I admire the dedication and good intentions of our commissioners. Most of them have to oversee not just electricity, but often natural gas, water, wastewater, telecommunications and transportation as well. I wouldn”t want their jobs. But since they are public servants, they are fair game for criticism and suggestion, because their decisions affect all of us. If we don”t fix the regulatory mess soon, we”re going to fall behind (some would say even further behind) China, Japan, Korea, the Middle East and a wide swath of Europe.
What regulators are doing right
1. They work very hard to get and stay up to speed on the smart grid and its new technologies.
2. They are in favor of the smart grid. Or better said, in favor of the benefits the smart grid can bring to ratepayers. Benefits such as choice and control; improved reliability; fewer new power plants; and support for renewable energy. (But only if those benefits can be achieved at a reasonable cost, of course.)
3. They zealously watch out for local interests. They are very loyal to their states.
What regulators are doing wrong
1. They (over)zealously watch out for local interests. In today”s interconnected era, “act local” only makes sense if it is teamed with “think global.” Many commissioners have a warlord mentality: defend the tribe at any cost; us against them; fight first, ask questions later. Our patchwork of incompatible, state-by-state regulations is holding us back and costing us billions we shouldn”t have to spend. We need a national energy policy and a clear set of uniform regulations.

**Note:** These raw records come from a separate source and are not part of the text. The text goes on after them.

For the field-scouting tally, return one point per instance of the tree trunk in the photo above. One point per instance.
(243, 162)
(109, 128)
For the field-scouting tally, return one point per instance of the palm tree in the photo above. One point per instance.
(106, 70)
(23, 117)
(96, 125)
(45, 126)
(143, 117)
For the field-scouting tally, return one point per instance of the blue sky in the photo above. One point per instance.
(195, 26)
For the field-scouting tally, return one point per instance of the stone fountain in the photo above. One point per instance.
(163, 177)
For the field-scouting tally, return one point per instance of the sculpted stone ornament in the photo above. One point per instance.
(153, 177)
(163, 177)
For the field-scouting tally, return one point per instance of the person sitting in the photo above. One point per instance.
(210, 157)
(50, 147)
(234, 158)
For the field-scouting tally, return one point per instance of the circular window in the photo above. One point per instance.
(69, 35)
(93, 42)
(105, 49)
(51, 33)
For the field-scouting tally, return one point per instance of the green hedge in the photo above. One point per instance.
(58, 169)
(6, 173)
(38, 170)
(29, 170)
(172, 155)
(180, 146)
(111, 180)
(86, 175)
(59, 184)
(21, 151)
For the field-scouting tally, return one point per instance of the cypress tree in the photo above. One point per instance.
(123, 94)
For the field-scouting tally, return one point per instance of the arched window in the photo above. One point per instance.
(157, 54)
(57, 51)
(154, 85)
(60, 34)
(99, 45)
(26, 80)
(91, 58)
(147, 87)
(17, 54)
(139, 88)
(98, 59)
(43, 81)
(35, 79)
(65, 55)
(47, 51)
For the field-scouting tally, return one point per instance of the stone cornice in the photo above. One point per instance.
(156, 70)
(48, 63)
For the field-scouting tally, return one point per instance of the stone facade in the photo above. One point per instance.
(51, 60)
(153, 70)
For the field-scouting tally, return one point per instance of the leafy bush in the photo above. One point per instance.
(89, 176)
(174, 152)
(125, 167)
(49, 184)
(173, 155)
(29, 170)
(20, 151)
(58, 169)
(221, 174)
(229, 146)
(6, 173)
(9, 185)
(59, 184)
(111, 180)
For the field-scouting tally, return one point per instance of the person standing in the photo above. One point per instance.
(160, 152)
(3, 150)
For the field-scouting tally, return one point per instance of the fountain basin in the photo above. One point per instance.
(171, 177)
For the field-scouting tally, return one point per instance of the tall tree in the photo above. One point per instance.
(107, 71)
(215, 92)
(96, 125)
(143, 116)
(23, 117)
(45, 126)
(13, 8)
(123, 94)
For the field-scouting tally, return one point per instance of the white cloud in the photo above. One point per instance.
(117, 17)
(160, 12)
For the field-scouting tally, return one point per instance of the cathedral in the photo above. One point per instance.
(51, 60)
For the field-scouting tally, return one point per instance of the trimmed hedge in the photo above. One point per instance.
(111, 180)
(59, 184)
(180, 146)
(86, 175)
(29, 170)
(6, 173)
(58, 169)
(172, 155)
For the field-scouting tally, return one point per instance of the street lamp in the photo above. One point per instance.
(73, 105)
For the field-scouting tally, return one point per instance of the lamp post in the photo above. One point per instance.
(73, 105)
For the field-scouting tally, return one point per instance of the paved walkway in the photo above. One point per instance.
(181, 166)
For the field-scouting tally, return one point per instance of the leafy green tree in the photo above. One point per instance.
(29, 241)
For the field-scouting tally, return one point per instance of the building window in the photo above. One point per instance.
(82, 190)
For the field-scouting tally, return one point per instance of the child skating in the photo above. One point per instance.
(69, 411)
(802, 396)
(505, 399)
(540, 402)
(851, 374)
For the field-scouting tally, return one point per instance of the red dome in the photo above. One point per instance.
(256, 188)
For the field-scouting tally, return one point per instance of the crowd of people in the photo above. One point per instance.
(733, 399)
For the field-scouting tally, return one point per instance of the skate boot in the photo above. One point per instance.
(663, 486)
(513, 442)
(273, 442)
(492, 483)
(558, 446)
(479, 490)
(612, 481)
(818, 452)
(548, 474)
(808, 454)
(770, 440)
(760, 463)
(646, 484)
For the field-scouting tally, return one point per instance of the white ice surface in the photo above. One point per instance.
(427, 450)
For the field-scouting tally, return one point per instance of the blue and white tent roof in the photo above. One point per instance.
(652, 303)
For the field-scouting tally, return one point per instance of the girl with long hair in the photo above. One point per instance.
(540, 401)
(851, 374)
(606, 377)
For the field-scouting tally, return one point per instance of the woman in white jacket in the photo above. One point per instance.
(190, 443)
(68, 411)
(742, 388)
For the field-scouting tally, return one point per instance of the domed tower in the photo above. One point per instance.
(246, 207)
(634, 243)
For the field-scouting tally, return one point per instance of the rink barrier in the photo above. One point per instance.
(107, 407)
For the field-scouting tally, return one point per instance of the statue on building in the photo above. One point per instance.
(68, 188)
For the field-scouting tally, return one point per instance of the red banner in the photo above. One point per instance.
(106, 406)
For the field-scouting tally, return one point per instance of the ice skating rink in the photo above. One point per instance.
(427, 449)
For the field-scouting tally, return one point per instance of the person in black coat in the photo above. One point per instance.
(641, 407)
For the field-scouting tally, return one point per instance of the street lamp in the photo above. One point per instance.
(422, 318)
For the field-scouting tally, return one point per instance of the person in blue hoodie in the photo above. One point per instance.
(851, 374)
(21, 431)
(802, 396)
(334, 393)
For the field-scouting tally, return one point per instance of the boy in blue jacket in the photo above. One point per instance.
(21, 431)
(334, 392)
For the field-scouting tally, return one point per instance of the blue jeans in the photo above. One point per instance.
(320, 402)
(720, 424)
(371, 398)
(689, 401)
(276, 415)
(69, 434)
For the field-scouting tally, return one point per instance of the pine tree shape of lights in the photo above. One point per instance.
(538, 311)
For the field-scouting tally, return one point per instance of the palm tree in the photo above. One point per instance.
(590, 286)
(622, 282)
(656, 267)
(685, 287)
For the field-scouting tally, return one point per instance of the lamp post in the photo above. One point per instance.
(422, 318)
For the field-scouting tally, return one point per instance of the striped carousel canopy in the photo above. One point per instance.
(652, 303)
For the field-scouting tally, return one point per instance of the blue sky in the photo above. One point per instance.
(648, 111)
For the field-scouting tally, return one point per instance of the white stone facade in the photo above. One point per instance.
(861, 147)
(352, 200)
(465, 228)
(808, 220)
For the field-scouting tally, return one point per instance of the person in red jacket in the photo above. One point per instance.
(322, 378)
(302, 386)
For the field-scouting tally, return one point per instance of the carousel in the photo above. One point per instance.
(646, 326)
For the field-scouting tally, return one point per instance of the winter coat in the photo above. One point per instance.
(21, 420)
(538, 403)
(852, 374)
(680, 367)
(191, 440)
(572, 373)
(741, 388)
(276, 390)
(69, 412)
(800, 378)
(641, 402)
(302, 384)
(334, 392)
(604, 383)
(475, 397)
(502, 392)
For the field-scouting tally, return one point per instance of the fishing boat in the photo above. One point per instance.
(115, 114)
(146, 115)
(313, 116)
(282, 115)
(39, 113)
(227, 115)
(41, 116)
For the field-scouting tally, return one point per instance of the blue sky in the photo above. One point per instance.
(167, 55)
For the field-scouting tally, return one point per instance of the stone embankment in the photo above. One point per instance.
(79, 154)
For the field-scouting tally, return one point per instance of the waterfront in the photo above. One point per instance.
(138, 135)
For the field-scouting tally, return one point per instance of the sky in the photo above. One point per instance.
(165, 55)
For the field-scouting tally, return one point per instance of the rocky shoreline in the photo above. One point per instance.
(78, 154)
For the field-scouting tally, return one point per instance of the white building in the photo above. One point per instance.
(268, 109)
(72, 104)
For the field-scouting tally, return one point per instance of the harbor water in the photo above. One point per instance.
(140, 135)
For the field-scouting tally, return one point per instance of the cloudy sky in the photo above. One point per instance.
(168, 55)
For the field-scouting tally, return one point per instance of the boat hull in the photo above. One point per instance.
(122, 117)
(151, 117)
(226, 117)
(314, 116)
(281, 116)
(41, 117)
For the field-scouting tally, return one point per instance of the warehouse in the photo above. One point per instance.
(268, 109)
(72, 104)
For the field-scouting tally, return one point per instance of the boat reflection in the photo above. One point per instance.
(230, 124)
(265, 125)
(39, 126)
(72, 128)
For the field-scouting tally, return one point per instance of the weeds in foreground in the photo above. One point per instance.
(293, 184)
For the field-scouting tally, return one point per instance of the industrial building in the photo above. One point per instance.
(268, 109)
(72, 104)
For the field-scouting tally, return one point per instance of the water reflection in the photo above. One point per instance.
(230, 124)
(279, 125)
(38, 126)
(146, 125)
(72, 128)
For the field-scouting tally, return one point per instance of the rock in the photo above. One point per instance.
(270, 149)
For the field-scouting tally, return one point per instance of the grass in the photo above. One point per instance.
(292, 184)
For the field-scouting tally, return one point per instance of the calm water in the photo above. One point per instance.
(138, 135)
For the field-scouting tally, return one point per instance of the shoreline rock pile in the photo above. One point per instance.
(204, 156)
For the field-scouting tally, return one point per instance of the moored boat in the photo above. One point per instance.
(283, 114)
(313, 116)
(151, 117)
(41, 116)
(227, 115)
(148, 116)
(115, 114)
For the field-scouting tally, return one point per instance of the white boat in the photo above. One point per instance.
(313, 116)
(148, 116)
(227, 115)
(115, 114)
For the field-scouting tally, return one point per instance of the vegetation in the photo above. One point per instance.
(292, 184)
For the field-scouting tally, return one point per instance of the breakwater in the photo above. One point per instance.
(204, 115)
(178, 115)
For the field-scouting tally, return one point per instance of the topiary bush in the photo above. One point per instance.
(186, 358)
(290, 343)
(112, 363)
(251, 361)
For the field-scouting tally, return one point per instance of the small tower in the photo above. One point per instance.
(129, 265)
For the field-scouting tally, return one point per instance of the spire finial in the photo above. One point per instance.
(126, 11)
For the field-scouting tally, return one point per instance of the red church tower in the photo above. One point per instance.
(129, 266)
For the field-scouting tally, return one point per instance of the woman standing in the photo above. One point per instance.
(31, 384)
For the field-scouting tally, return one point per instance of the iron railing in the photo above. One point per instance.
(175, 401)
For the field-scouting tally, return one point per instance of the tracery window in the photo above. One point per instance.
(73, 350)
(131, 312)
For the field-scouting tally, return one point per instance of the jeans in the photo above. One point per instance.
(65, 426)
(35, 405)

2. They focus too much on first costs. Regulators want to minimize costs to ratepayers. So far, so good. But they focus far too much on initial, short-term costs instead of total lifetime cost. Quite often, it is cheaper in the long run to spend a little more money online casino up front. And that is certainly true of the smart grid. It will pay in the long run if we spend a little money to upgrade our infrastructure.

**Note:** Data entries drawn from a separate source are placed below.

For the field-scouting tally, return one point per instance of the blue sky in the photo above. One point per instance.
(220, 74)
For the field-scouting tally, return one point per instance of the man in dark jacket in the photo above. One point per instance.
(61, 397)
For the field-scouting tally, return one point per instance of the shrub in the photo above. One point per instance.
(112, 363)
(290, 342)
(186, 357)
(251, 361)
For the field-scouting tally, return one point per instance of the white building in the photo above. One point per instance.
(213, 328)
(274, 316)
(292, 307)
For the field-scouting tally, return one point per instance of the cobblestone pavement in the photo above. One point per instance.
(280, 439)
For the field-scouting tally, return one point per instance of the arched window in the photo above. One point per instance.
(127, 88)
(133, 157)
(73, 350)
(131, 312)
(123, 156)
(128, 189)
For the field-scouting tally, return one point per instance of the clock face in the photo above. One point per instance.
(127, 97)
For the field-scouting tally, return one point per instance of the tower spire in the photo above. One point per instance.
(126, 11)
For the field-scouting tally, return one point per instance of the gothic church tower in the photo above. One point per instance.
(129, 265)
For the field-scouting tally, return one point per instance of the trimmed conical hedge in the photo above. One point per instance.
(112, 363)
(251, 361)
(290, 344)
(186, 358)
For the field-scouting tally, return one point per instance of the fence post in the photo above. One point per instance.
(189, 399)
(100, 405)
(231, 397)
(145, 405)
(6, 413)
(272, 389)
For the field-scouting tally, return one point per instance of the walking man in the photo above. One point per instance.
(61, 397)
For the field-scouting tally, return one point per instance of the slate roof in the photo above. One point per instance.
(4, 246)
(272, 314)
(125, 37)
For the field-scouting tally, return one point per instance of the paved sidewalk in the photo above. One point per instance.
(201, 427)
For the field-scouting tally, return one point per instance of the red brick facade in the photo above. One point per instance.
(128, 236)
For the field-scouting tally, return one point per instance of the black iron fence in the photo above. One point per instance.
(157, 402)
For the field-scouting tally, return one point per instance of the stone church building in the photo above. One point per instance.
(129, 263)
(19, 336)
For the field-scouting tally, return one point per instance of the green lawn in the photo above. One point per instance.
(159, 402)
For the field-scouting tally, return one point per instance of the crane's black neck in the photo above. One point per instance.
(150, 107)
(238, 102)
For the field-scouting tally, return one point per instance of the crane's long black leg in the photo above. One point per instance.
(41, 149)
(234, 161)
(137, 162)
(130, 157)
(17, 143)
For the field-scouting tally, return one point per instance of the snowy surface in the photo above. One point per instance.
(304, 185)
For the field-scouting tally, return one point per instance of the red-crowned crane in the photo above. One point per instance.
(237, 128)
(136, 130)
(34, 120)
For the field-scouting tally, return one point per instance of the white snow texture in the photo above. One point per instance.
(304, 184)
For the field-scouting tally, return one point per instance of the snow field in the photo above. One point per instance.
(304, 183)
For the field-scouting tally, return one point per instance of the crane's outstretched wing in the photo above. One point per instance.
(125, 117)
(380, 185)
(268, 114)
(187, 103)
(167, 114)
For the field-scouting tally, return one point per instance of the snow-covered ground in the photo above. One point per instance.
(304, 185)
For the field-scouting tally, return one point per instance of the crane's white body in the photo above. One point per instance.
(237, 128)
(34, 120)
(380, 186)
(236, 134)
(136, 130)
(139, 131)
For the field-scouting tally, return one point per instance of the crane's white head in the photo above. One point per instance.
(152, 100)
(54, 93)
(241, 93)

3. They focus too little on new business models. As hard as they”ve worked to study new technology, they are hopelessly far behind in studying new business models for utilities. Most states still operate under regulations developed in the 20s, 30s and 40s – the “build and grow” era. We are now in the “do more with less” era – less building, less cost, less carbon. Regulators top priority should be studying and experimenting with new business models. It no longer works to have regulations that reward utilities only for building big things and for selling more electrons. It”s not fair to the utilities and it”s not fair to the country.

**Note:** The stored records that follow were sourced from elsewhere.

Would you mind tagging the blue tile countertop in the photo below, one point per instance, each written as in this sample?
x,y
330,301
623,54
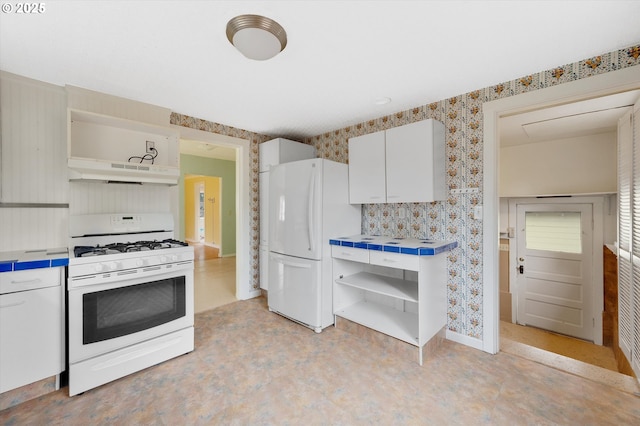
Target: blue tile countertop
x,y
33,259
412,246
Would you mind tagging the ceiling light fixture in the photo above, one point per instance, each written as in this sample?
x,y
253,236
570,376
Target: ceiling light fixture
x,y
256,37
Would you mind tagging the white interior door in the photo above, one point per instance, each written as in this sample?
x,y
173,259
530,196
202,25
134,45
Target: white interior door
x,y
555,283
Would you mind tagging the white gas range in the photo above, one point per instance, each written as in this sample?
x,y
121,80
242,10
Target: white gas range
x,y
130,296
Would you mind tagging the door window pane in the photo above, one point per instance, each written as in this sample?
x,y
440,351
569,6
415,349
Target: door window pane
x,y
554,231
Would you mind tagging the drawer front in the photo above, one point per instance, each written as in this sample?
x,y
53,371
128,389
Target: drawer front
x,y
395,260
350,253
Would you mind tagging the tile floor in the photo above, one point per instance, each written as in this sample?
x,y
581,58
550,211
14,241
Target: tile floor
x,y
252,366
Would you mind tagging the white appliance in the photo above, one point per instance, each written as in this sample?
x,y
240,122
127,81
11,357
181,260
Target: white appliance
x,y
130,296
31,326
272,153
308,205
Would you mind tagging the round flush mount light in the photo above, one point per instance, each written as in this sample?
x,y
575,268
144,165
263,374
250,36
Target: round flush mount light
x,y
256,37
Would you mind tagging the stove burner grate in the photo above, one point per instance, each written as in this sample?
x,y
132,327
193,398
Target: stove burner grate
x,y
116,248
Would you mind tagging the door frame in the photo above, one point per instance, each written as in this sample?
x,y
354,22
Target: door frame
x,y
597,274
586,88
244,288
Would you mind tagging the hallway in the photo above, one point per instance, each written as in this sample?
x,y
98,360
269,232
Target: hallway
x,y
214,278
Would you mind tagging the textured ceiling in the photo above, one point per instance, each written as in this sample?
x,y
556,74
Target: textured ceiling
x,y
341,55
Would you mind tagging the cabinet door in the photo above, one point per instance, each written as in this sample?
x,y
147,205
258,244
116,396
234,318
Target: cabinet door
x,y
415,162
278,151
31,335
33,167
367,169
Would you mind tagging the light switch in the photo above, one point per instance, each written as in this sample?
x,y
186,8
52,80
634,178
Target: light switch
x,y
477,212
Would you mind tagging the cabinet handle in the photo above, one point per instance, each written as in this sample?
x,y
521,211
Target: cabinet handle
x,y
10,305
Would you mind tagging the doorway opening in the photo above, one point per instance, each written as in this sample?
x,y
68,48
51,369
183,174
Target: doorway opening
x,y
238,186
203,218
566,94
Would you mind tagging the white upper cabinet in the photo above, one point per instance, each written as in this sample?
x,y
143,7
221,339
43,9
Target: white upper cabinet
x,y
416,162
278,151
106,148
367,182
401,165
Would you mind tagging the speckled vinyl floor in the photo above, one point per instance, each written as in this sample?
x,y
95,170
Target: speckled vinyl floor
x,y
251,366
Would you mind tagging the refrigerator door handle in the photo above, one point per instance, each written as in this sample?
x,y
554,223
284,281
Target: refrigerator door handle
x,y
310,209
294,264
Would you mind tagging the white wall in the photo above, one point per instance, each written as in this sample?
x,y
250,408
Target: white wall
x,y
581,165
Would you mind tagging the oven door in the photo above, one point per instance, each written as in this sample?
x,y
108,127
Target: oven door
x,y
106,317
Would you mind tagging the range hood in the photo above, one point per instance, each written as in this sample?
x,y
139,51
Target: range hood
x,y
113,171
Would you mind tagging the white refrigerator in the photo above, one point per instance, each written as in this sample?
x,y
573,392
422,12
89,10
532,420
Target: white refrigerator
x,y
308,205
271,153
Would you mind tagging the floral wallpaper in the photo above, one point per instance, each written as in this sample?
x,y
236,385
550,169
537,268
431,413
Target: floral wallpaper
x,y
447,220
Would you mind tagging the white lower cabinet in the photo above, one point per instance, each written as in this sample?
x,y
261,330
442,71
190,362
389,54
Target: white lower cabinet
x,y
31,327
400,295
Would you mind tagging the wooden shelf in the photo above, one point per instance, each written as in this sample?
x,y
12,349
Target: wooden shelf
x,y
395,323
388,286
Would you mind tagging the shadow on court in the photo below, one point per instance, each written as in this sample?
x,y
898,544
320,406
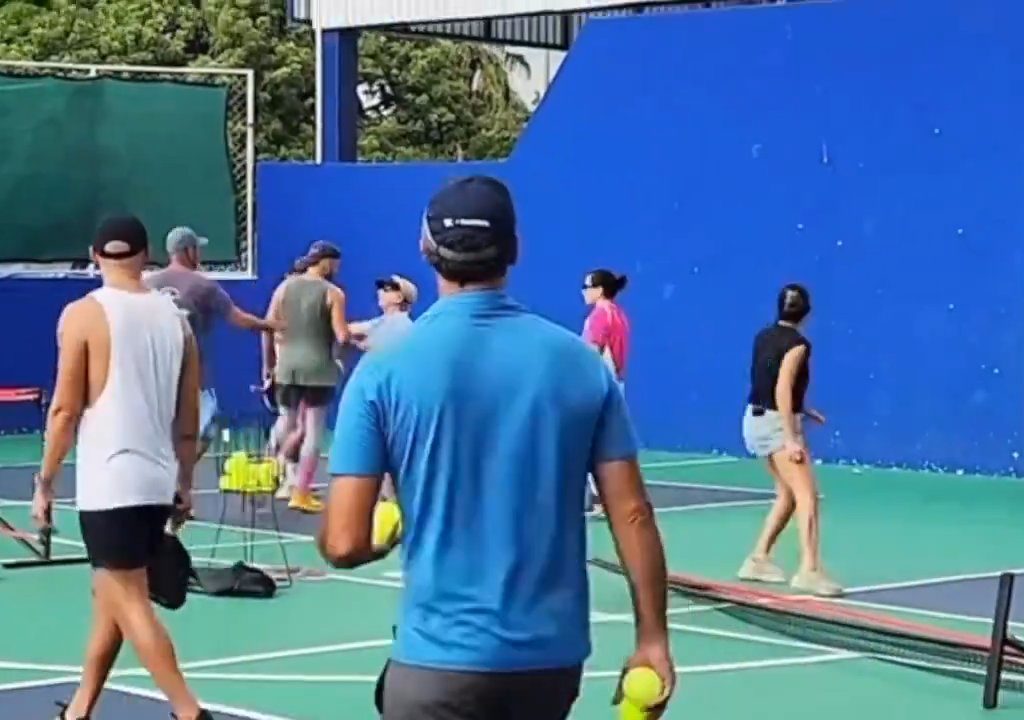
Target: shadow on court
x,y
972,597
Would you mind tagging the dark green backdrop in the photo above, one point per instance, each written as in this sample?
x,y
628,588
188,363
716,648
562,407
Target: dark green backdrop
x,y
73,152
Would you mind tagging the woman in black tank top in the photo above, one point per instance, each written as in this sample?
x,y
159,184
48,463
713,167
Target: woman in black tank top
x,y
772,429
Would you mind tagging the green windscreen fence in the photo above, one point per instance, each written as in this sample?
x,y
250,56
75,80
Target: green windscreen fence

Which states have the smart grid mojo – and which do not?
Some state regulators are notably more smart grid-savvy than others. My personal all-star list includes Texas, California, Ohio, Pennsylvania and Ontario. (And yes, I realize that Ontario is not a state. Yet.) Close behind are Idaho, Maryland, British Columbia and Alberta.
The worst of the lot? I nominate Washington State, but I”d like to hear your opinions. Use the Talk Back form to suggest winners and losers. And to say what you think our regulators are doing right and doing wrong. We”ve also go a discussion going on this topic over at Smart Grid News Talk, so you may want to stop by and see what folks are saying.
Written by Jesse Berst, Smart Grid News
Jesse Berst is founding editor and chief analyst for Smart Grid News, which produces daily news analysis, email newsletters, and the Web’s largest collection of Smart Grid-specific resources, including research papers, case studies and project updates.